In Armed Forces Week, I pay tribute to the armed forces and those who have served. We live in an increasingly dangerous world, and I hope the Government will listen to today’s debate and not repeat the mistakes of the last decade on the size of our forces, on finances and on veterans’ mental health care and support.
During the debate yesterday, we sought to firm up our treatment of the armed forces, and I would like to focus on an aspect of that: defence spending on personnel levels. It is my belief that we must address the shrinking numbers of personnel and set aside funding to build them back up. I understand the Government’s aim to build up cyber sectors, and that is right and proper, but we also need feet in boots, on boats and in the air. We need to ensure that we in the United Kingdom and our policy can respond not just here but across the world when we are called and where the demands are many.
Perhaps the largest and most controversial sleight of hand is the definition of trained strength. Up until 2016, Army manpower was judged on the basis of personnel who were trained—that is to say, they had completed phase 1 and phase 2 training. The waters have now been muddied by including phase 1 trained personnel in the total Army trained strength. As one service personnel member has said—and I say it very gently—
“This is a fudge, as it falsely inflates the numbers but hides the fact that phase 1 personnel are trained in only the very basic rudiments of soldiering.”
For example, phase 1 armoured corps and infantry soldiers are unable to deploy on their vehicles; they are not trained to use radios; they have only very basic first aid training; they can only fire a rifle, not other weapons systems; they cannot use drones; they cannot conduct cyber operations; they cannot do public duties; they cannot carry live, armed weapons to guard their own camps, and many of them will not even have driving licences, so they are unable to deploy overseas and certainly cannot deploy on operations.
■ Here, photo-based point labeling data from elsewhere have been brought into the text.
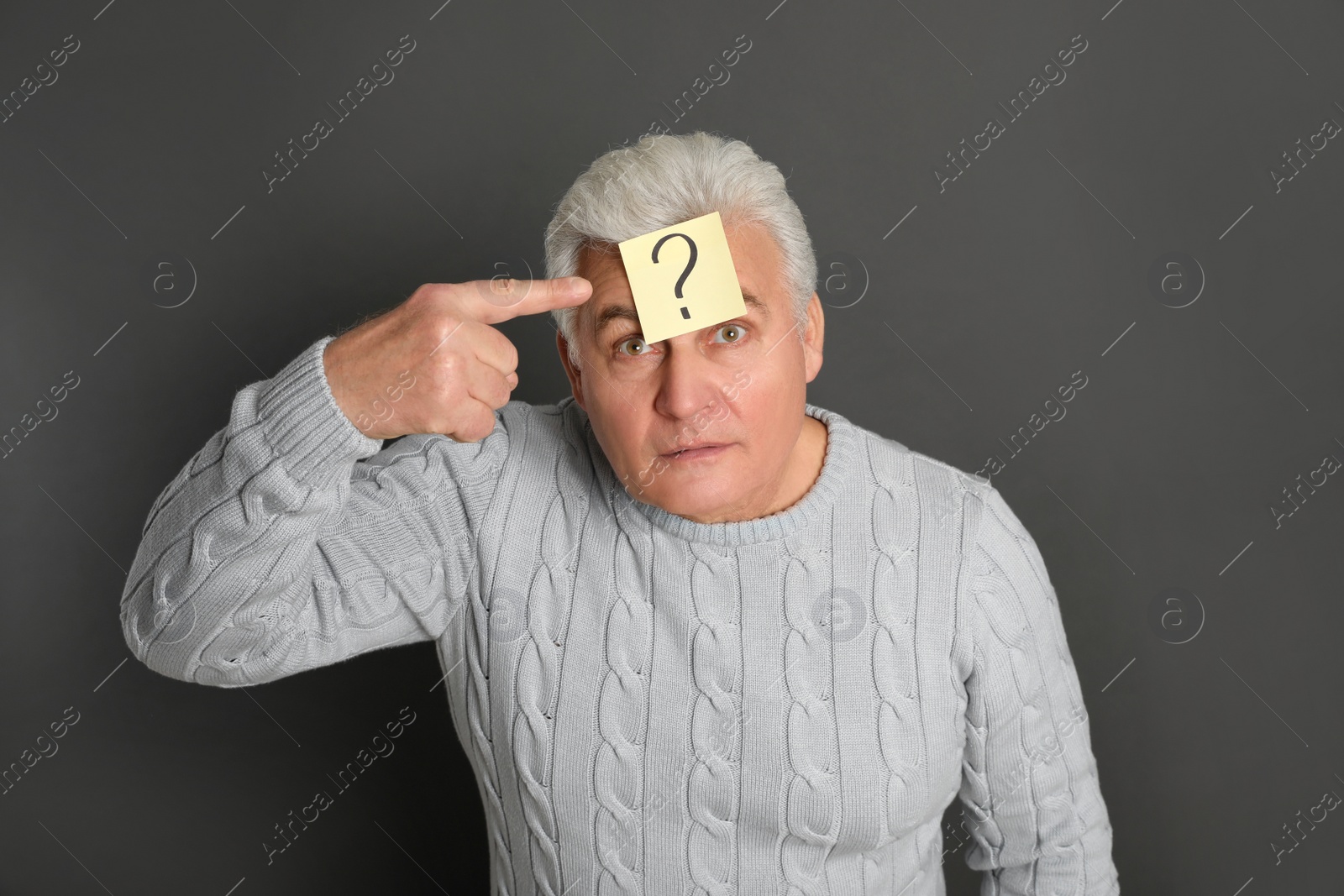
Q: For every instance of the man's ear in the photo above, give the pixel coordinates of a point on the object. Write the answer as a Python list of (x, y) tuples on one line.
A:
[(575, 374), (812, 338)]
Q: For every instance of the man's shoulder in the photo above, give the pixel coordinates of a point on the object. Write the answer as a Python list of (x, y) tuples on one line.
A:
[(897, 465)]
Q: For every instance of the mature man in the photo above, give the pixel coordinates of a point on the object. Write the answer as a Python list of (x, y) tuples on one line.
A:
[(699, 633)]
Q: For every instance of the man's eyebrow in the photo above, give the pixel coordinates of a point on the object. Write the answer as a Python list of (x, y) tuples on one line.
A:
[(627, 312)]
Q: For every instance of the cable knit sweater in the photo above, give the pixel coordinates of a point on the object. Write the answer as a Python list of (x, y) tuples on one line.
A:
[(651, 705)]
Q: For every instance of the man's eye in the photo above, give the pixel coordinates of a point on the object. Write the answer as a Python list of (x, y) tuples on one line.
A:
[(737, 329), (632, 338)]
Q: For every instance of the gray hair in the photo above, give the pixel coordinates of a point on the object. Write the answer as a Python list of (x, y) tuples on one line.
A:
[(664, 181)]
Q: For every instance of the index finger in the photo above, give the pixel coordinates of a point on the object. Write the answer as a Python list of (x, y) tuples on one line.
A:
[(491, 301)]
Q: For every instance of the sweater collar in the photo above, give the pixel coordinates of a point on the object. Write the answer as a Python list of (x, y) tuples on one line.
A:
[(815, 506)]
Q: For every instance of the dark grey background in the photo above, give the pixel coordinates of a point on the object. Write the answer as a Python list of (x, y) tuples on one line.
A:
[(945, 333)]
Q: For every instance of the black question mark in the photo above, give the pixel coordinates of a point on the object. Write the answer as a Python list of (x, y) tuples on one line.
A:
[(690, 265)]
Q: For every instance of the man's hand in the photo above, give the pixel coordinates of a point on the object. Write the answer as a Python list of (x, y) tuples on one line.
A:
[(434, 364)]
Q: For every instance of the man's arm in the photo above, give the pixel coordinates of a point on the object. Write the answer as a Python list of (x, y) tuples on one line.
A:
[(280, 548), (1030, 783)]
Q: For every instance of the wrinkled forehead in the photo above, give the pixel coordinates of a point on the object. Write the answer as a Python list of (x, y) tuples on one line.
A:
[(759, 270)]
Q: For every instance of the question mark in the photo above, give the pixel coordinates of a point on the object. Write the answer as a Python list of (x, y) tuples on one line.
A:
[(690, 265)]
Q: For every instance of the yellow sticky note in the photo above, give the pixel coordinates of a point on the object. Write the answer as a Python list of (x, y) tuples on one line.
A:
[(683, 278)]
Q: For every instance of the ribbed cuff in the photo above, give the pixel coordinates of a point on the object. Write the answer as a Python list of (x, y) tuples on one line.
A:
[(302, 421)]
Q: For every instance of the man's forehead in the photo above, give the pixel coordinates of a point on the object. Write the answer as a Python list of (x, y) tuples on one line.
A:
[(622, 308)]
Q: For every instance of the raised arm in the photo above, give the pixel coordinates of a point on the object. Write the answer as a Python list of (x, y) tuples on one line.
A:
[(1030, 782), (291, 542)]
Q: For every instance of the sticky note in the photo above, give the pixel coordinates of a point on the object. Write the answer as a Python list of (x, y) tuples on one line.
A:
[(682, 278)]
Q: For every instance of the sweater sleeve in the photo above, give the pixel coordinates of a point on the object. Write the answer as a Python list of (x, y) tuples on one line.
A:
[(292, 540), (1030, 783)]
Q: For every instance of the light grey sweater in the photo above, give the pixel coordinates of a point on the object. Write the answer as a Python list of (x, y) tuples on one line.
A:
[(651, 705)]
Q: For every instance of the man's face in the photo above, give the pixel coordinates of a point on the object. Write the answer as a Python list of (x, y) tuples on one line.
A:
[(739, 385)]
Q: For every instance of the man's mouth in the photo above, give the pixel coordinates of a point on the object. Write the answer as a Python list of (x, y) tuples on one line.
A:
[(694, 452)]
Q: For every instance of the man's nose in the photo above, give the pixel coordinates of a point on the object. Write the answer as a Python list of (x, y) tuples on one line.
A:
[(690, 382)]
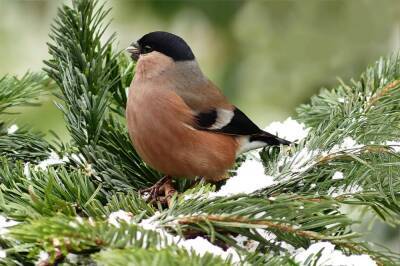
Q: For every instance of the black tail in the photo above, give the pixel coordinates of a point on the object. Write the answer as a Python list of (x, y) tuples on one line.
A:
[(269, 139)]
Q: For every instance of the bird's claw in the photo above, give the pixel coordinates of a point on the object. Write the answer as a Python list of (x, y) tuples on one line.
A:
[(161, 192)]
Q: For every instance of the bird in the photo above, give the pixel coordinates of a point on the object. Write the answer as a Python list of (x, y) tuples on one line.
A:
[(180, 123)]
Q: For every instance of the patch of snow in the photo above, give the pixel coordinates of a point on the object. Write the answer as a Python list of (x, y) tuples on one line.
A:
[(43, 258), (289, 129), (53, 159), (249, 178), (337, 175), (300, 161), (202, 246), (115, 217), (330, 256), (5, 223), (12, 129), (342, 190), (395, 145), (347, 143), (198, 245)]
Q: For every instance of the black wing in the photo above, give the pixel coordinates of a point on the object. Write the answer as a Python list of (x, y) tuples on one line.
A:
[(232, 122), (235, 122)]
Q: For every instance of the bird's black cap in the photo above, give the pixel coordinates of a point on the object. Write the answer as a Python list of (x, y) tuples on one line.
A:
[(168, 44)]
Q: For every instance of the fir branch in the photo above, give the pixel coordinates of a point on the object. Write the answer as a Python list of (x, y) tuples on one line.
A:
[(93, 81), (26, 90)]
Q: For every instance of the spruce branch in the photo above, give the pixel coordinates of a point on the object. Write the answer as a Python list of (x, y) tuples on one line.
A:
[(26, 90), (70, 208), (93, 81)]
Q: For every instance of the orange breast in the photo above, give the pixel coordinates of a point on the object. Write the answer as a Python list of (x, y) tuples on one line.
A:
[(159, 126)]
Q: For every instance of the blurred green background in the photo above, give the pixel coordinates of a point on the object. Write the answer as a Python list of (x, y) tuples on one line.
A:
[(267, 56)]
I say that respectfully, because I hope that, in response, the Minister will be able to say, “Well, here’s what we’re going to do to recruit them, train them and get them to that level of capability.” Again, I ask this with respect: is it not true that those soldiers are not able to do all that many of the duties that are requested because of their capabilities and their training, and that we should not be using them in an attempt to mask—I hope that is not what it is—the scandal of chronic undermanning? Will the Minister clearly outline whether the new figure of 72,500 will be based on trade-trained personnel and confirm that it will not be fudged or adjusted?
Another area of huge concern is the availability of trained military manpower. Is it not true that as much as 15% of the trade-trained strength—that is, those who have completed phase 1 and phase 2—is unable to deploy owing to temporary and permanent medical downgrading, attendance on career courses, maternity and paternity leave, career breaks and so on? I believe that is further exacerbated by large numbers of personnel being unavailable to deploy because they are in training roles already or in full-time reserve service roles, or they are in the MOD office—civil service personnel—on loan service embedded in other countries’ military, seconded to international bodies or serving in embassies around the world. Those are things that they are doing that reduce the number of personnel capable to respond.
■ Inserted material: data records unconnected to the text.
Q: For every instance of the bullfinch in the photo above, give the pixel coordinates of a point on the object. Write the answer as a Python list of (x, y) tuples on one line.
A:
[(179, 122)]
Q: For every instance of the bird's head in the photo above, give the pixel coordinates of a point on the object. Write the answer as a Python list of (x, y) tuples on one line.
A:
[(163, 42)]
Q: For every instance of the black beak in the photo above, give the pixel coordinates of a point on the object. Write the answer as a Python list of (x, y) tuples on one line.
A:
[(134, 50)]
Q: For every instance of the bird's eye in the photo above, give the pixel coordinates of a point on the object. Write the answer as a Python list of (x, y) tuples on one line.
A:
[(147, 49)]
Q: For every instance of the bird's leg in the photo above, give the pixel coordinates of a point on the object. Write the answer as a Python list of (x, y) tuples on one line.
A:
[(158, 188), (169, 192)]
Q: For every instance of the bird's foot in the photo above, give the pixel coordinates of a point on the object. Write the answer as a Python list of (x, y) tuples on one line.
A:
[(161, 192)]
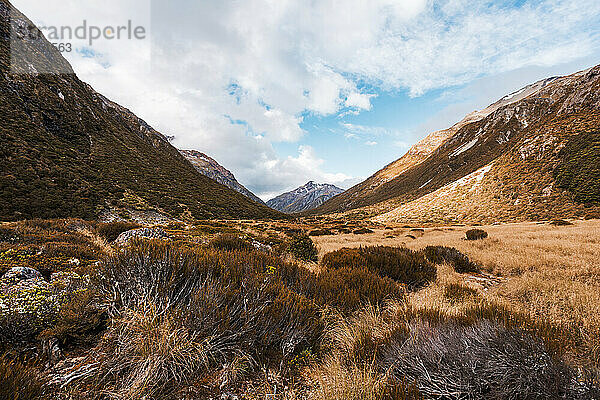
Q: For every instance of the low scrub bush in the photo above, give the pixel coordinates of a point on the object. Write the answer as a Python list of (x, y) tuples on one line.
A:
[(476, 234), (560, 222), (483, 352), (110, 231), (345, 289), (449, 255), (349, 289), (456, 292), (181, 314), (227, 242), (79, 321), (320, 232), (485, 360), (303, 248), (18, 381), (400, 264)]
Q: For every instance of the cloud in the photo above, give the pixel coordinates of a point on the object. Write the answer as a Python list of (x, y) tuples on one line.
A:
[(232, 78)]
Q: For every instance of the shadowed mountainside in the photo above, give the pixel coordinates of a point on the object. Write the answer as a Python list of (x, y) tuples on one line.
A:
[(68, 151)]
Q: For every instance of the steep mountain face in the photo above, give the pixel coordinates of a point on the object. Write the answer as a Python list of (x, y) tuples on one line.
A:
[(208, 166), (68, 151), (498, 164), (305, 198)]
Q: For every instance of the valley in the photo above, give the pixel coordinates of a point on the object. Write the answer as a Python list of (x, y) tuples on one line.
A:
[(466, 269)]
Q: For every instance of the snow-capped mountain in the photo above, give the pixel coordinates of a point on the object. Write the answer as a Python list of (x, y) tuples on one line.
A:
[(305, 198), (208, 166)]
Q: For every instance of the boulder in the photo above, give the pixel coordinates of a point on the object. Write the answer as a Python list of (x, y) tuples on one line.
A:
[(17, 274), (141, 233)]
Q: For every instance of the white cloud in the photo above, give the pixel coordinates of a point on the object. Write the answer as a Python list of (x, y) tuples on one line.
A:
[(267, 63)]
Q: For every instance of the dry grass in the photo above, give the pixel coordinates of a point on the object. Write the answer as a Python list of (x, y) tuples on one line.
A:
[(550, 272)]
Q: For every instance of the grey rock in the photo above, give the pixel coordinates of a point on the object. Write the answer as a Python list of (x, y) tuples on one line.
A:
[(307, 197), (16, 274), (141, 233)]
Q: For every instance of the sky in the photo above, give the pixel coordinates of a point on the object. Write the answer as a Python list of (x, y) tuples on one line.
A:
[(281, 92)]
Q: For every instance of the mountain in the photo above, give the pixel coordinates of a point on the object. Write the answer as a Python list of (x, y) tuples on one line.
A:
[(209, 167), (515, 160), (305, 198), (68, 151)]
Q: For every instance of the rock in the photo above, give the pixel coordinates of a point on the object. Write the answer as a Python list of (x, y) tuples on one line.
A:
[(141, 233), (52, 351), (261, 247), (28, 306), (16, 274)]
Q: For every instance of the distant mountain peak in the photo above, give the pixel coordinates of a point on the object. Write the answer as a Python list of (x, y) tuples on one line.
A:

If we apply the reality of those factors to the Army numbers, taking account of traditional undermanning of 7%—in layman’s terms, failing to recruit to 100% of strength—we are already, to use a snooker pun, behind the eight ball. Take out the staff supporting phase 1 and phase 2 training and any other training organisations that are on the staff assessment; take out the 15% unavailable to deploy, and the British Army regular manpower available to support a brigade-level deployment of just three years—a deployment in intensive operations for six months and every six months—is actually only about 55,000, because they are not trained to the capability that they need to be for so big a response.
I said at the start that I would make these comments in a constructive fashion, because I want the Minister to respond to the queries that we have. Those figures are worrying, and no person here can say that they are not worried by that analysis and those figures.
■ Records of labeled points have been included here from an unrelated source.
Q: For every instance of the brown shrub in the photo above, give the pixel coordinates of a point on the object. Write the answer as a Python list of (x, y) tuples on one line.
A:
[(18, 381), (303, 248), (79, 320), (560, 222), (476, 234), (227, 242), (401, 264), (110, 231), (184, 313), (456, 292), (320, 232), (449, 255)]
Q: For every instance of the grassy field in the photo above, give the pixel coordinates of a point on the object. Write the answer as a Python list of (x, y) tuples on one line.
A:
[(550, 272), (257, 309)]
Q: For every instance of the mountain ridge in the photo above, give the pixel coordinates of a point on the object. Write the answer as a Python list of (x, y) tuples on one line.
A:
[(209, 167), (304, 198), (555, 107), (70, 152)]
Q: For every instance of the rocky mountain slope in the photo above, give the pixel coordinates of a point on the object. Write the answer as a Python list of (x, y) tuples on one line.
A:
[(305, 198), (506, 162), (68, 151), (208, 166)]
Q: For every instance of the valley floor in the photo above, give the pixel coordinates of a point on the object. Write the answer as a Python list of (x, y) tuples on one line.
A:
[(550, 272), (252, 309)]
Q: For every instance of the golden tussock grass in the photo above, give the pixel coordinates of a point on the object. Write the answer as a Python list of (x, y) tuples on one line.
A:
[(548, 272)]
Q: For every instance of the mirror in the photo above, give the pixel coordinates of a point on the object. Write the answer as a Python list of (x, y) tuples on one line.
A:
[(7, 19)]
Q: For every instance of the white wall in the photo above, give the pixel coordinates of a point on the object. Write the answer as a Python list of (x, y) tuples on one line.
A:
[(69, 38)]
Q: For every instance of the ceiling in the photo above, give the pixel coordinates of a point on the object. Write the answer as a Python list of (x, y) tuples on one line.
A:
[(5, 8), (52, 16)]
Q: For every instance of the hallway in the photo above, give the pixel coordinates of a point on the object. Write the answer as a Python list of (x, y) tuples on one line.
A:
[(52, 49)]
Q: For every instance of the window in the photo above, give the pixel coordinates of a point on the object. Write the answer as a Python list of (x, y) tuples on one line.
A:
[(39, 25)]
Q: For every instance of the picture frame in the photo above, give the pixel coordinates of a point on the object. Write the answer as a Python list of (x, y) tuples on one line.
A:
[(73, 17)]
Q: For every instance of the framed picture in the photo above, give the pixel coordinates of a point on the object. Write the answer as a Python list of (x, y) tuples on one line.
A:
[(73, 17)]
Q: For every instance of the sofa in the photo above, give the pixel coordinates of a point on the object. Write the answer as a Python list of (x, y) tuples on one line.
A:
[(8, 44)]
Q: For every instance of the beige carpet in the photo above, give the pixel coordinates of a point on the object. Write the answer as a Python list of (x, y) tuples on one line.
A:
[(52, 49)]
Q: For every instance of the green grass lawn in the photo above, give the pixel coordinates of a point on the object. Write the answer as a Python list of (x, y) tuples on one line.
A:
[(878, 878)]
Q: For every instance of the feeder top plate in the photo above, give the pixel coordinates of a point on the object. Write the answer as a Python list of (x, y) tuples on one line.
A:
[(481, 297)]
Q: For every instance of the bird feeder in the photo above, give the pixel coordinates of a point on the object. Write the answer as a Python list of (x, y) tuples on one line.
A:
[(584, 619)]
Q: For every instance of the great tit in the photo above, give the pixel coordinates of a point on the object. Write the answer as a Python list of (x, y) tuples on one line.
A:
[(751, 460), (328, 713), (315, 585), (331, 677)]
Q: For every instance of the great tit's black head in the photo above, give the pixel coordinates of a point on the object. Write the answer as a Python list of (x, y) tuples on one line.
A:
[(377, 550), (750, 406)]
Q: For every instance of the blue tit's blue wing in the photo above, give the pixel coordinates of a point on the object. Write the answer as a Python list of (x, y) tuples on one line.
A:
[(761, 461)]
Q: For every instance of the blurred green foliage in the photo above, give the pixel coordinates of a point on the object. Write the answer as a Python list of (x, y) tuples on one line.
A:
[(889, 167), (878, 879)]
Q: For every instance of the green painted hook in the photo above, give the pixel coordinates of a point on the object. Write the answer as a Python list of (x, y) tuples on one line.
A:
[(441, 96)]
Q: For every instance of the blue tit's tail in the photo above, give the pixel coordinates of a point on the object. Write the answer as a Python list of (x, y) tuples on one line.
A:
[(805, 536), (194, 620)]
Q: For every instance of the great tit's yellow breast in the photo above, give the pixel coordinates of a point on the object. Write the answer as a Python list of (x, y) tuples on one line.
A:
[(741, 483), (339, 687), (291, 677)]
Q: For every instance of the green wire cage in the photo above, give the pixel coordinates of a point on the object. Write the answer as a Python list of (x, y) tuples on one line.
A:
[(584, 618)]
Given a deployed brigade current manning of about 12,000 people, it does not bode well for us being able to maintain sustained operations for any amount of time. Bear in mind the fact that the Iraq conflict ran for eight years and the Afghanistan one for 12 years, and that between 2003 and 2011 there were simultaneous operations at brigade-plus strength. We have to look at what we had in the past and what we have for the future.
Why focus on numbers? There is an old Stalinist military maxim, “Quantity has a quality of its own.” We should never disregard that thinking. It has been pointed out to me that the residents of eastern Ukraine, watching the build-up of Russian military power on their border, including their motorised nuclear motors, would draw little comfort from the language, and perhaps fanciful notions, expressed in our new integrated operating concept, such as “drive the strategic tempo”, “maximising advantage”, “creating multiple dilemmas”. We are certainly achieving this last one. Here is our multiple dilemma in this United Kingdom: we are likely to know and understand more than we have ever done in terms of intelligence and cyber, and be less able to do anything about it than ever before. That is the point I am making. If we do not have the soldiers, if we do not have feet in boots, on the boats and in the air, we have a serious problem.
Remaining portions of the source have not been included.